Disclaimer: Setiap keputusan investasi ada di tangan pembaca. Pelajari dan analisis sebelum membeli dan menjual Kripto. Liputan6.com tidak bertanggung jawab atas keuntungan dan kerugian yang timbul dari keputusan investasi

Analis Sebut Runtuhnya FTX Tak Berdampak pada Sistem Keuangan Tradisional

Ilustrasi Mata Uang Kripto atau Crypto. Foto: Freepik/Pikisuperstar
Ilustrasi Mata Uang Kripto atau Crypto. Foto: Freepik/Pikisuperstar

Sebelumnya, kepala analisis investasi AJ Bell, Laith Khalaf mengungkapkan, tidak ada limpahan risiko dari cryptocurrency ke aset yang lebih tradisional. 

Hal ini diungkapkan di tengah kasus miliaran dolar Amerika Serikat (AS) hilang ketika bursa FTX ambruk, menimbulkan pertanyaan tentang apakah pergerakan di bidang kripto dapat memantul ke sistem keuangan lainnya.

“Kripto memiliki banyak uang tetapi itu dibangun sebagai ekosistem yang terpisah,” kata kepala analisis investasi Laith Khalaf dikutip dari CNBC, Sabtu (17/12/2022). 

Meskipun begitu, Khalaf mengatakan,  itu bukan berarti tidak akan ada tumpang tindih di masa depan. Potensi limpahan risiko masih ada di masa depan. 

“Jika kami memiliki masalah yang lebih luas pada sistem, Anda dapat mulai melihatnya memengaruhi aset lain, tetapi saya tidak benar-benar melihatnya,” tambahnya.

Khalaf enggan membuat prediksi ke mana cryptocurrency akan pergi selanjutnya karena itu sangat dapat diubah sebagai aset.

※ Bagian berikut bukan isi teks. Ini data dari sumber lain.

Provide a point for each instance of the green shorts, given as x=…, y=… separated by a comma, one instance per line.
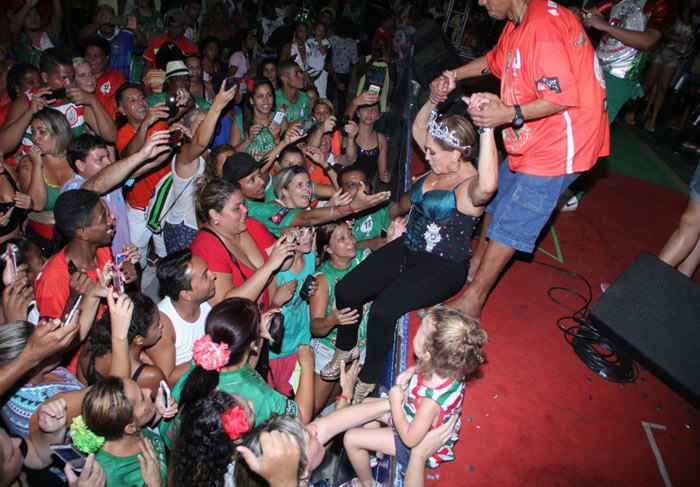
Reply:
x=619, y=91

“Kita bisa duduk di sini berbicara kali ini tahun depan dan Bitcoin bisa mencapai USD 5.000 atau USD 50.000. Itu tidak mengejutkan saya karena pasar sangat didorong oleh sentimen,” kata Khalaf.

Dan sementara ada pertanyaan tentang adopsi cryptocurrency jangka panjang, Khalaf membuat satu poin dengan banyak kepastian.

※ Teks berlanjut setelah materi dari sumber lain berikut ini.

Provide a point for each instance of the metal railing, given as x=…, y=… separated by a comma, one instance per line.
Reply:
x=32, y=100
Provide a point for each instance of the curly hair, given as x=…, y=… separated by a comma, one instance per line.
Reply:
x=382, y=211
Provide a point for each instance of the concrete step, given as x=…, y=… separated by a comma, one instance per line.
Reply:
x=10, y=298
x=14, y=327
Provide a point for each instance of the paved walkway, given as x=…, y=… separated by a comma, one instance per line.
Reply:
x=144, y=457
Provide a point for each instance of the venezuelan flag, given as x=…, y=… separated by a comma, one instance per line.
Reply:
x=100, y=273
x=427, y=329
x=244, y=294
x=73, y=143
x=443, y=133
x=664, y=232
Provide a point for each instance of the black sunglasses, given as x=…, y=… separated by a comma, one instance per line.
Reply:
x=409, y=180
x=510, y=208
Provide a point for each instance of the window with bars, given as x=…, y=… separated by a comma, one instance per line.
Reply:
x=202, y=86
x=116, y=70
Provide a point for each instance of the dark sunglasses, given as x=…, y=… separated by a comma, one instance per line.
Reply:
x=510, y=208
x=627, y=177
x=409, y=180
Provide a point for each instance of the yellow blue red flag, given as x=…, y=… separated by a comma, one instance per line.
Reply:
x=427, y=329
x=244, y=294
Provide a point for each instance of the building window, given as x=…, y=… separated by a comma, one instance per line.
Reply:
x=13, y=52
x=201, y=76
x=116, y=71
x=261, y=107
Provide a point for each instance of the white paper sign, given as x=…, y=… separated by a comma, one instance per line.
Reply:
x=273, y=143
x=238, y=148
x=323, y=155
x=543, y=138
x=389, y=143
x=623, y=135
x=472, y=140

“Untuk masa mendatang, cryptocurrency tetap menjadi aset yang sangat fluktuatif dan spekulatif,” katanya.

Dalam dua pengajuan pengadilan terpisah, pengacara FTX mengatakan pada November kemungkinan memiliki lebih dari 1 juta kreditur, dan berutang kepada 50 kreditur tanpa jaminan sebesar USD 3,1 miliar.

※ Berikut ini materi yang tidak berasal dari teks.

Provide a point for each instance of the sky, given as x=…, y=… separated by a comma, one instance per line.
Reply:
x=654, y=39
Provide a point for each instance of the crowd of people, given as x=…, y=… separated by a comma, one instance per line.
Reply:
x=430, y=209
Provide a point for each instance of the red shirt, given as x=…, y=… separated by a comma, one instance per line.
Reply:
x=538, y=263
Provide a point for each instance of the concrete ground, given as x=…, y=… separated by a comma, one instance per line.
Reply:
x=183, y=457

Pendiri dan mantan CEO bursa, Sam Bankman-Fried, kemudian didakwa menipu investor pada Selasa setelah ditangkap pada Senin.

Dampak Bangkrutnya FTX, Kanada Perketat Pengawasan Kripto

Kripto. Dok: Traxer/Unsplash
Kripto. Dok: Traxer/Unsplash

Sebelumnya, Administrator Sekuritas Kanada (CSA) akan memperkuat pendekatannya terhadap pengawasan kripto menyusul peristiwa baru-baru ini di pasar kripto akibat runtuhnya FTX. Hal itu disampaikan CSA dalam sebuah pernyataan.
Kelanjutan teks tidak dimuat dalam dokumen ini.